Nerva cligna de l'œil et se resservit en toasts au fromage qu'il trouvait à son goût. Senmout soupira un peu. Il ressemblait à Amunet par moment. Son ego s'en trouvait pourtant flatté : le directeur de Protagoras le prenait bel et bien au sérieux.
Par-dessus la musique diffusée dans la salle à manger, le son de talons claquant contre le sol se fit entendre. Senmout et quelques-uns des attablés se tournèrent vers l'entrée du restaurant. Sa fine silhouette soulignée par l'écarlate de sa robe sans manche, un manteau tout aussi rouge sous le bras, Atroposia Dexia partageait une conversation à distance avec la personne située à l'autre bout de son oreillette. Ses cheveux blonds s'arrêtaient au niveau de ses épaules, coupés en un carré parfait. Le serpent gracile de la gens Dexia se pliait pour entrer dans le cadre dessiné par l'ornement de sa ceinture noire.
Même sans sa tenue distinguée, son arrivée aurait été remarquée compte tenu de son retard. Atroposia n'était pas n'importe qui : elle faisait partie d'une noble famille et dirigeait d'une main de fer l'écurie dominante de la compétition.

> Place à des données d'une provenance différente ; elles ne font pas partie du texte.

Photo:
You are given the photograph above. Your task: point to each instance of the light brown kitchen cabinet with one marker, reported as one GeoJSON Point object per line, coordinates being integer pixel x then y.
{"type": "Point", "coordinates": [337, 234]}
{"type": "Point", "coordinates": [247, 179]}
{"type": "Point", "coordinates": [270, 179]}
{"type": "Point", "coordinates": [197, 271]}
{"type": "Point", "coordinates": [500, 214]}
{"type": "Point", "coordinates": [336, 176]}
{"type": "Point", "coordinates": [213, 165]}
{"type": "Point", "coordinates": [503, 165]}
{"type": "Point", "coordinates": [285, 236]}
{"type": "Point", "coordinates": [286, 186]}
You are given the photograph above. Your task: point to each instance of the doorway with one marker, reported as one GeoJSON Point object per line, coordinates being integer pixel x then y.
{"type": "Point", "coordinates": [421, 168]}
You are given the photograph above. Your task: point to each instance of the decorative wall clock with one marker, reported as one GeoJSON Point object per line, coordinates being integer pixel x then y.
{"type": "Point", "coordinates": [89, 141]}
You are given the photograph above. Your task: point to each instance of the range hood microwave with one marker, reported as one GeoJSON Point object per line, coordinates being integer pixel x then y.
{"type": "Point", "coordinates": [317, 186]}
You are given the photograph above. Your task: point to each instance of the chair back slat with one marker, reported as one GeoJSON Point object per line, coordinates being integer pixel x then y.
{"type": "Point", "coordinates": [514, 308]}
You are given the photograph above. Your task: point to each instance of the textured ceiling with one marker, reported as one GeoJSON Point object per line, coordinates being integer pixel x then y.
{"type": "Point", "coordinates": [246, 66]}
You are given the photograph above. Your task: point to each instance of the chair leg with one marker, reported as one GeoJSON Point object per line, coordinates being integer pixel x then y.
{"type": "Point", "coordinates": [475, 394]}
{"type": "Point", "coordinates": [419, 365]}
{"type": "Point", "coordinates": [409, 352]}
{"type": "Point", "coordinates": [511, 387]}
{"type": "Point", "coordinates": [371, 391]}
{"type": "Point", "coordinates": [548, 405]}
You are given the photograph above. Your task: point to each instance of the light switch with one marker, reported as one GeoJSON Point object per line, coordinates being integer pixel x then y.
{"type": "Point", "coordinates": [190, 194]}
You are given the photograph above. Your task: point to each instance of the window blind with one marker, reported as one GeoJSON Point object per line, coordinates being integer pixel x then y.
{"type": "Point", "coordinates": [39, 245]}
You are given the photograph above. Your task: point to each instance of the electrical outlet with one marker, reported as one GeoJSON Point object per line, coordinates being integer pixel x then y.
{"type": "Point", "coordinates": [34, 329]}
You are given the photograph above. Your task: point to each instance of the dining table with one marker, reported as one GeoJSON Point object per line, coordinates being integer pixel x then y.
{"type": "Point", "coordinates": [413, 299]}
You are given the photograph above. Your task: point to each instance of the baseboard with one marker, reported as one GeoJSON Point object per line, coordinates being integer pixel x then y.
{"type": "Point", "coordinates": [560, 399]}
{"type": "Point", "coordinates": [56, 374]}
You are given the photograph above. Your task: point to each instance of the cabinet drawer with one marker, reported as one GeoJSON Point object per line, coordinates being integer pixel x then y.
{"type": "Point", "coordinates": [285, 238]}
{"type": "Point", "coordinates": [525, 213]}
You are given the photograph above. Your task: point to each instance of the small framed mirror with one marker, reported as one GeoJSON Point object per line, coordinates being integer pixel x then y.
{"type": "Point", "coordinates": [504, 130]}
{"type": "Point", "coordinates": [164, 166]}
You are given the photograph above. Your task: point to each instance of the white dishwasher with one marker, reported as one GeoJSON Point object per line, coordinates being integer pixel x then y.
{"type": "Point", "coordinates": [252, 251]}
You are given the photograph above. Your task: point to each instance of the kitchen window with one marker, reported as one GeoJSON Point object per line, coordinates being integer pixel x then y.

Et il n'y avait pas qu'en piste que la gérante de Plus Ultra aimait dominer.
— Atroposia !
Déjà pompette, Aelia se mit debout pour saluer l'arrivée tardive de sa collègue. Cette dernière lui accorda à peine un regard, plus préoccupée par son appel. Elle raccrocha au moment de s'asseoir en face de Senmout. La lumière tamisée du restaurant faisait ressortir la teinte carmin des vêtements d'Atroposia et le Nilien s'en sentait presque agressé. Même lors de ce genre d'évènements légers, elle ne perdait pas son sérieux, ni son petit air arrogant qui lui seyait comme un gant.
Senmout se redressa un peu sur sa chaise. Certains de ses confrères semblaient partager son malaise mais les conversations reprirent vite. Le Siwan pria pour que sa voisine d'en face se joigne à une discussion éloignée de lui, mais Nerva vint mettre un terme à ses espoirs.
— Tes collaborateurs ne sont pas capables de se passer de toi le temps d'une soirée ?
Le ton du gérant de Protagoras se voulait plaisantin mais l'expression de sa locutrice resta de marbre. Elle rangeait ses oreillettes dans son sac à main, rouge lui aussi, pendant qu'elle lui répondait :
— Tu es bien placé pour savoir que diriger une équipe qui gagne prend du temps. Je respecte les traditions, mais cela ne veut pas dire que je les apprécie.
— Dis simplement que tu n'es pas contente d'être là, ça ira plus vite, marmonna Senmout.
Il réalisa qu'il avait parlé à voix haute lorsque le regard noisette d'Atroposia se posa sur lui. Perçants et prédateurs, ses yeux évoquaient les pupilles bestiales de son serpent emblème, et la comparaison ne s'arrêtait pas là. Elle possédait la même ruse venimeuse qui l'avait amenée jusqu'au sommet, et le même mordant destructeur.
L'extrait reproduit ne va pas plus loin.